Is there anything about the ones on procarparts.com that you don't like? I have a set and am extremely happy with them. Very easy to install and look better than they do in the pictures


----------



## omega (Jun 27, 2002)

I'm setting up a dealer account with procarparts.com for anyone interested, they don't have a huge selection for us but hey, maybe even for the little things


----------



## Guest (Sep 21, 2002)

omega, I'm interested if this means that you'll be able to get the gauges for even cheaper than they already are.


----------



## Nostrodomas (Jun 15, 2002)

I would be interested also.
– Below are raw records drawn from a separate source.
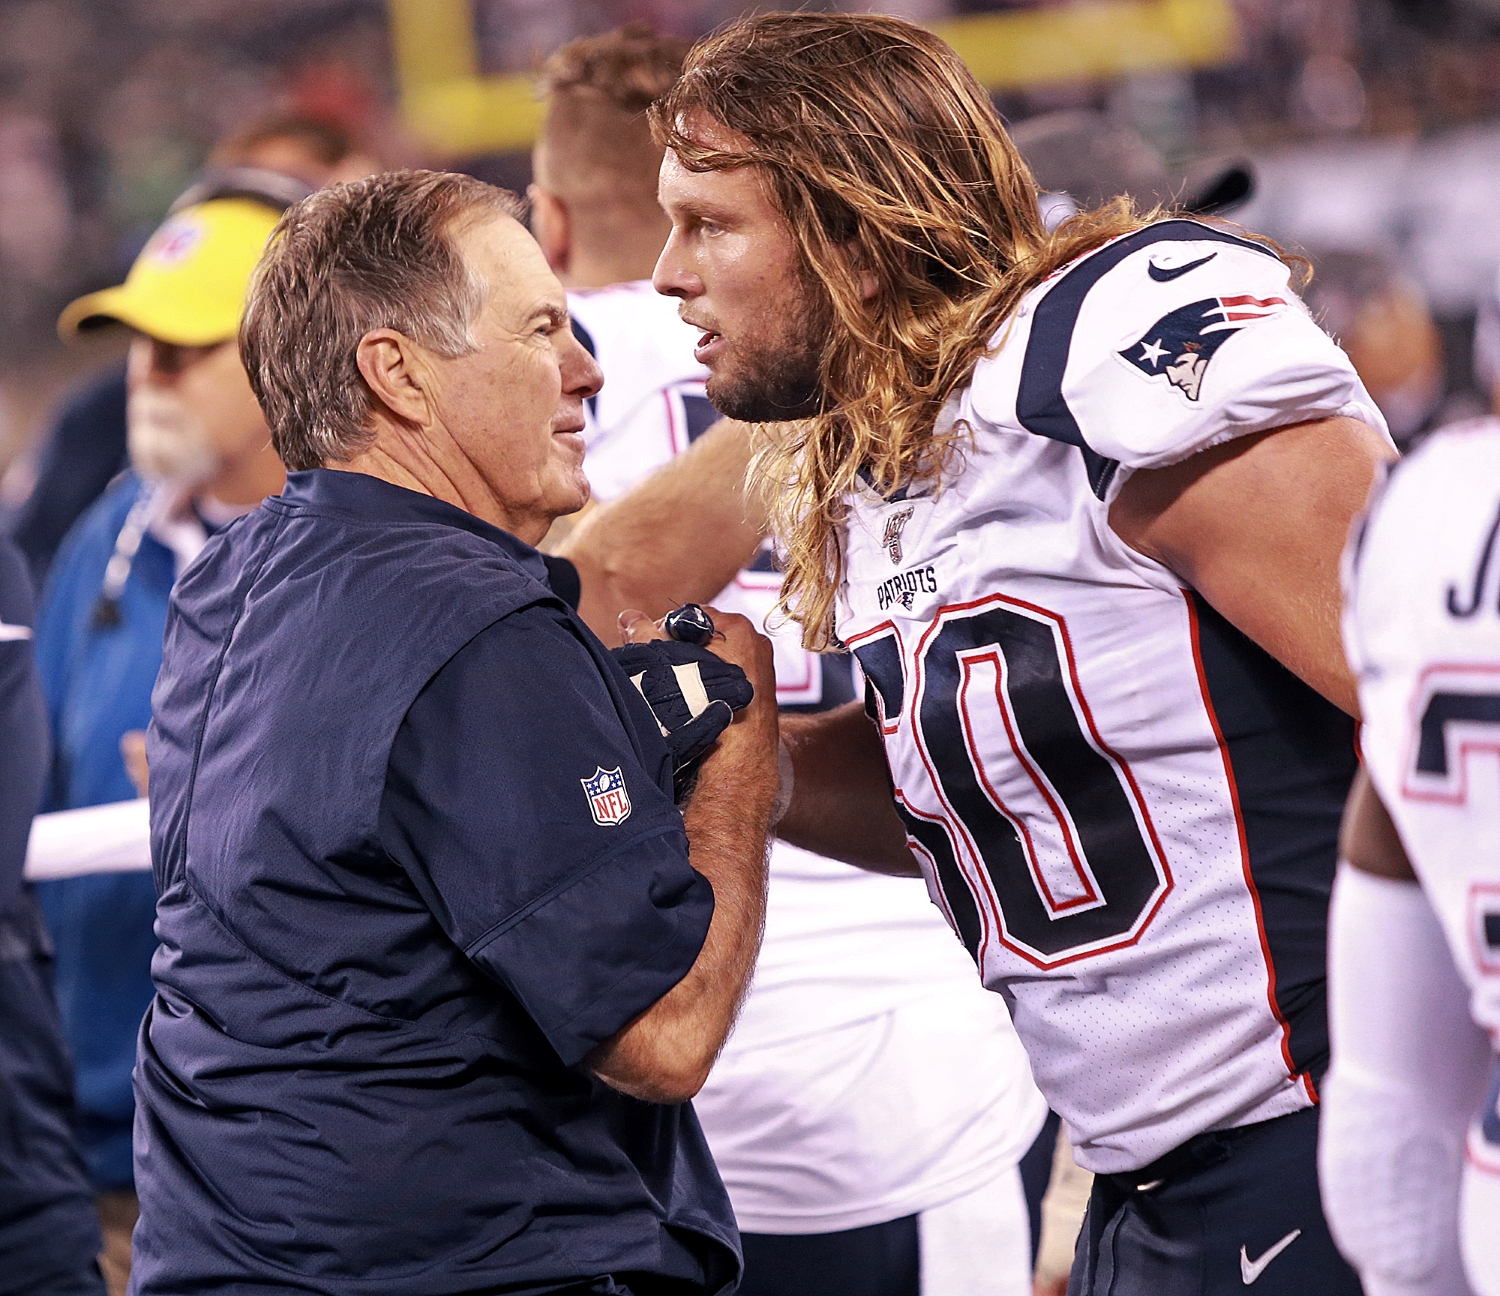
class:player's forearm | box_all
[587,717,776,1103]
[562,418,768,640]
[777,701,919,876]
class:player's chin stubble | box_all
[705,279,831,423]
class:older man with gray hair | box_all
[130,170,778,1296]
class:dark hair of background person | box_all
[240,170,521,472]
[210,112,356,186]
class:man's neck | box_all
[559,215,668,290]
[328,435,549,547]
[560,250,657,291]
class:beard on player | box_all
[703,273,832,424]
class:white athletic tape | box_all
[671,661,711,719]
[629,671,671,736]
[24,798,152,881]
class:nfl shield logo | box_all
[581,766,632,826]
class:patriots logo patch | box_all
[581,766,631,826]
[1119,295,1285,402]
[883,507,914,566]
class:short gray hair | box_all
[240,169,523,471]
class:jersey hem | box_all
[724,1131,1045,1235]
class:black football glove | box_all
[612,639,755,801]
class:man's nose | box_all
[143,339,182,382]
[652,230,701,302]
[562,332,604,401]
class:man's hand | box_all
[1110,415,1395,716]
[121,729,149,798]
[587,606,778,1103]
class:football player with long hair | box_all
[648,13,1394,1294]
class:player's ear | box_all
[355,328,433,429]
[528,185,572,276]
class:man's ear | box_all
[528,184,572,276]
[355,329,432,428]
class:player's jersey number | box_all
[853,595,1171,968]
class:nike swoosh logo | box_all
[1148,251,1217,282]
[1240,1229,1301,1284]
[0,621,32,641]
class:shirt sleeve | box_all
[377,604,713,1067]
[979,234,1389,474]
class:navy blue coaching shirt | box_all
[133,470,736,1296]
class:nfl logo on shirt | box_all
[582,766,632,826]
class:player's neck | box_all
[561,225,667,290]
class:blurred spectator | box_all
[6,111,372,590]
[1472,261,1500,416]
[207,112,378,189]
[31,190,288,1296]
[1008,109,1254,227]
[0,536,107,1296]
[1302,248,1445,446]
[6,372,129,596]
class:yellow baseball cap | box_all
[58,197,283,346]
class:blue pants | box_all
[1068,1105,1361,1296]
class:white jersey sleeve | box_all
[970,220,1387,476]
[1345,417,1500,1294]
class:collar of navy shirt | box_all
[272,468,554,586]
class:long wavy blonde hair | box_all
[652,13,1158,649]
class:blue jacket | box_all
[134,470,735,1295]
[32,471,167,1189]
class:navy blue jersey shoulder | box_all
[1017,220,1279,499]
[135,470,734,1296]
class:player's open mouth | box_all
[694,330,724,365]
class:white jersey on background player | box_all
[1341,418,1500,1296]
[569,280,1048,1289]
[832,221,1389,1174]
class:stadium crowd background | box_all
[2,0,1500,482]
[3,0,1500,1292]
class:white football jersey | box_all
[570,280,1048,1231]
[1345,417,1500,1288]
[835,219,1389,1173]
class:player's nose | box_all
[652,229,701,302]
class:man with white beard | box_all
[28,185,290,1296]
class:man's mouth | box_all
[693,329,724,364]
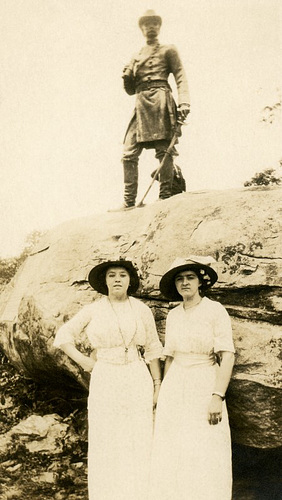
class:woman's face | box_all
[175,270,201,300]
[105,266,131,298]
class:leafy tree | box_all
[244,167,282,187]
[261,95,281,124]
[244,93,282,188]
[20,230,44,259]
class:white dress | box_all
[149,297,235,500]
[53,296,163,500]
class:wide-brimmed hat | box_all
[88,259,140,295]
[138,9,162,28]
[160,256,218,301]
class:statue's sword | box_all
[136,119,185,208]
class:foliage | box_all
[0,351,42,434]
[0,230,44,286]
[251,93,282,189]
[244,168,282,187]
[0,348,87,432]
[0,256,23,287]
[220,242,262,275]
[261,94,281,124]
[0,350,88,500]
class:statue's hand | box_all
[122,68,135,96]
[178,103,190,121]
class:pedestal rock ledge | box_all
[0,187,281,448]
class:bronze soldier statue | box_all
[120,9,190,209]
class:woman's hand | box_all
[58,343,96,374]
[208,351,234,424]
[79,355,96,373]
[153,384,161,411]
[208,394,223,425]
[149,359,162,411]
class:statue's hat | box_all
[138,9,162,28]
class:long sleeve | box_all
[122,57,136,96]
[53,304,93,348]
[162,309,176,357]
[213,303,235,353]
[139,302,163,363]
[166,45,190,105]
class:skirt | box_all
[88,359,154,500]
[148,358,233,500]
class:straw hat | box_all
[160,256,218,301]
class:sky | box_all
[1,0,281,257]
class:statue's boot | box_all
[108,160,138,212]
[158,154,174,199]
[123,159,138,207]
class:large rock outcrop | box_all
[0,187,281,448]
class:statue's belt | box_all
[135,80,170,93]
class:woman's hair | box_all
[88,259,140,295]
[175,268,209,299]
[193,269,209,296]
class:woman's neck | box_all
[108,294,128,303]
[183,294,202,310]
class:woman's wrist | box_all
[212,391,225,401]
[78,352,88,362]
[153,378,162,386]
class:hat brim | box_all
[88,260,140,295]
[160,263,218,301]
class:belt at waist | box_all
[174,352,215,368]
[136,80,170,93]
[96,346,141,365]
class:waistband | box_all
[174,352,215,368]
[96,346,141,365]
[136,79,170,93]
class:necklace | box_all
[108,297,138,364]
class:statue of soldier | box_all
[119,9,190,209]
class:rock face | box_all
[0,414,69,456]
[0,187,281,448]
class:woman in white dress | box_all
[149,256,235,500]
[53,259,163,500]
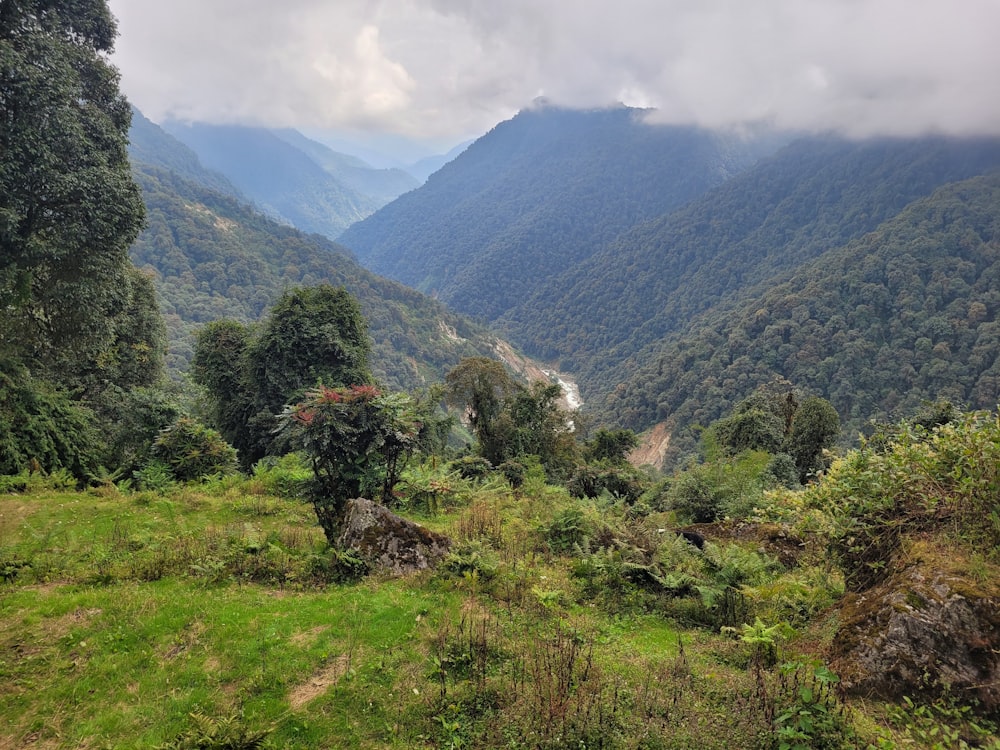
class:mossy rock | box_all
[336,497,451,576]
[829,540,1000,716]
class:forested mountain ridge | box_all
[126,147,499,391]
[599,171,1000,459]
[159,121,414,239]
[127,109,244,201]
[501,136,1000,375]
[337,103,782,321]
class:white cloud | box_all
[108,0,1000,141]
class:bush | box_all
[669,471,722,523]
[152,417,239,482]
[450,456,494,482]
[251,453,313,499]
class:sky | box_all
[107,0,1000,156]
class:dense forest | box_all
[594,172,1000,458]
[338,104,781,321]
[128,157,497,390]
[4,2,1000,748]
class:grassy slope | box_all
[1,472,993,748]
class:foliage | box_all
[280,384,426,542]
[151,417,238,483]
[0,0,146,383]
[0,0,171,479]
[805,408,1000,591]
[249,453,313,499]
[592,167,1000,464]
[583,428,640,464]
[127,158,497,389]
[155,711,273,750]
[445,358,577,476]
[193,285,373,468]
[339,105,775,322]
[0,360,101,480]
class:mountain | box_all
[126,117,499,391]
[501,136,1000,375]
[406,140,473,182]
[337,103,782,322]
[158,122,415,238]
[127,108,243,200]
[270,128,419,202]
[601,170,1000,461]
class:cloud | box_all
[108,0,1000,141]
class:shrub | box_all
[152,417,239,482]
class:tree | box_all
[785,396,840,482]
[0,0,169,478]
[0,0,146,381]
[280,384,425,543]
[445,357,520,465]
[584,428,640,464]
[445,357,576,476]
[193,285,373,468]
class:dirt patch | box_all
[289,625,329,649]
[629,422,672,470]
[287,655,350,710]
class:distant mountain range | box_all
[338,103,784,322]
[333,104,1000,459]
[126,113,499,391]
[129,103,1000,466]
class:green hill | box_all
[599,171,1000,458]
[128,162,497,391]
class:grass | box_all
[0,475,991,749]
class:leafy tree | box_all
[151,417,238,482]
[0,0,146,381]
[445,357,520,465]
[786,396,840,482]
[193,285,373,468]
[445,357,577,475]
[0,0,170,478]
[280,384,425,542]
[0,359,100,477]
[584,428,640,464]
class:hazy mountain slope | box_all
[127,109,243,200]
[128,162,498,390]
[600,172,1000,459]
[406,140,473,182]
[160,122,379,238]
[271,128,419,202]
[502,136,1000,377]
[337,104,780,322]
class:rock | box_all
[829,558,1000,714]
[336,498,451,576]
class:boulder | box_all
[336,498,451,576]
[829,547,1000,714]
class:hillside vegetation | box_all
[161,122,416,239]
[338,104,780,322]
[595,171,1000,459]
[3,406,999,749]
[129,162,497,390]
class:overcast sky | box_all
[107,0,1000,150]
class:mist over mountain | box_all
[337,104,783,322]
[159,121,417,238]
[334,105,1000,459]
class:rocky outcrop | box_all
[829,548,1000,715]
[336,498,451,576]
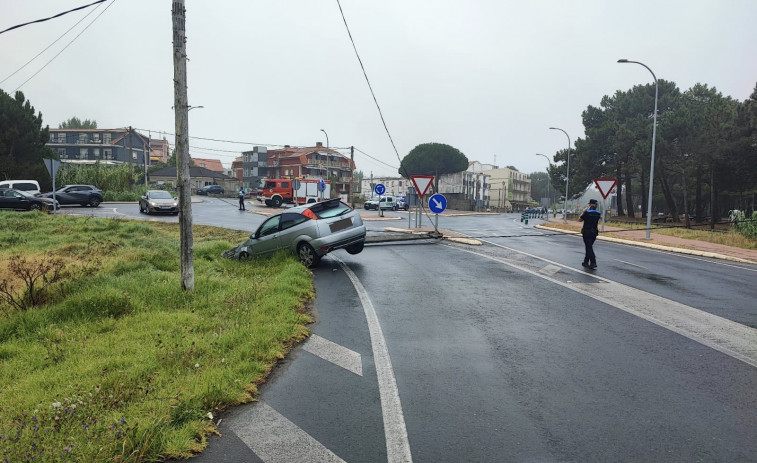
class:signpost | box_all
[410,175,434,228]
[374,183,386,216]
[428,193,447,230]
[43,158,61,215]
[594,178,618,232]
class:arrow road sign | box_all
[428,193,447,214]
[594,178,618,199]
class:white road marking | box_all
[233,402,346,463]
[539,264,562,276]
[448,244,757,369]
[334,256,413,463]
[613,258,648,269]
[302,334,363,376]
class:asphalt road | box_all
[75,200,757,462]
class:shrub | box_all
[729,210,757,240]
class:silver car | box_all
[139,190,179,215]
[232,198,366,268]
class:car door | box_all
[249,215,282,257]
[277,212,312,251]
[0,189,12,209]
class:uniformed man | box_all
[238,187,246,211]
[578,199,601,269]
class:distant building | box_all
[243,142,356,199]
[360,176,411,198]
[482,167,532,212]
[191,157,225,173]
[149,166,235,193]
[150,137,170,164]
[47,128,150,166]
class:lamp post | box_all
[617,59,658,239]
[549,127,570,223]
[535,153,552,219]
[320,129,329,149]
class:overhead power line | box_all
[335,0,408,178]
[13,0,117,92]
[1,2,104,85]
[0,0,108,35]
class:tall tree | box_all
[0,90,54,189]
[59,116,97,129]
[399,142,468,192]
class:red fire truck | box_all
[257,177,331,207]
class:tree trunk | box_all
[640,167,647,219]
[659,166,679,222]
[616,164,625,217]
[695,166,703,223]
[682,167,690,228]
[625,171,635,218]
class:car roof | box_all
[285,198,345,213]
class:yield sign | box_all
[410,175,434,199]
[594,178,618,200]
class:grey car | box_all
[139,190,179,215]
[231,198,366,268]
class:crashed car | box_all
[231,198,366,268]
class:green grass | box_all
[543,220,757,250]
[0,212,314,462]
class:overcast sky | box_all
[2,0,755,177]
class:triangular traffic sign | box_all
[594,178,618,200]
[410,175,434,199]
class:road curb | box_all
[534,224,757,264]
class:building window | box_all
[104,149,112,160]
[57,148,66,158]
[79,148,88,159]
[104,133,111,144]
[93,148,100,158]
[57,133,66,143]
[79,133,87,144]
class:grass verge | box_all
[541,220,757,250]
[0,212,313,462]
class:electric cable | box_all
[0,0,107,35]
[335,0,408,179]
[13,0,117,92]
[1,2,103,85]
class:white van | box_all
[0,180,41,195]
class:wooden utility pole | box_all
[128,126,133,187]
[172,0,194,291]
[350,145,355,208]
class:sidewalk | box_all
[537,218,757,265]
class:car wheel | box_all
[297,242,320,268]
[345,242,364,255]
[89,197,101,207]
[239,251,251,261]
[272,196,283,208]
[30,203,42,211]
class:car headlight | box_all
[149,201,157,207]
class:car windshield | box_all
[149,191,173,199]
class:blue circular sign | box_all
[374,183,386,195]
[428,193,447,214]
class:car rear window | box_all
[308,200,352,219]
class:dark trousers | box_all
[582,231,597,264]
[239,198,245,210]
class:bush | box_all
[729,210,757,240]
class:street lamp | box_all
[549,127,571,223]
[618,58,658,239]
[535,153,552,220]
[320,129,329,149]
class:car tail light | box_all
[302,209,318,220]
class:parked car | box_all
[39,184,103,207]
[396,197,409,211]
[364,195,396,211]
[0,187,59,212]
[197,185,224,195]
[139,190,179,215]
[0,180,41,195]
[230,198,366,268]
Ive been looking for some indiglo gauges for my Cluster with tach. Ill have to get the 200 se, to fit my car.


----------



## UNISH25 (Aug 12, 2002)

Well...I have nothing against procarpart.com, just intrested if any of you guys know other sites...Oh yeah, I've used search engines on reverse indiglo gauges and trust me...I haven't seen any results. So if you guys know of anymore places I can get gauges from...then please feel free to post a reply! Thanks! 

Most likely I will get them from procarparts.com if there are no other places I can get them from.!


----------



## PrOxLaMuS© (Aug 11, 2002)

OmEgA.. I would also be interested in new GuAgEs, however, for a 91' Sentra with no Tach


----------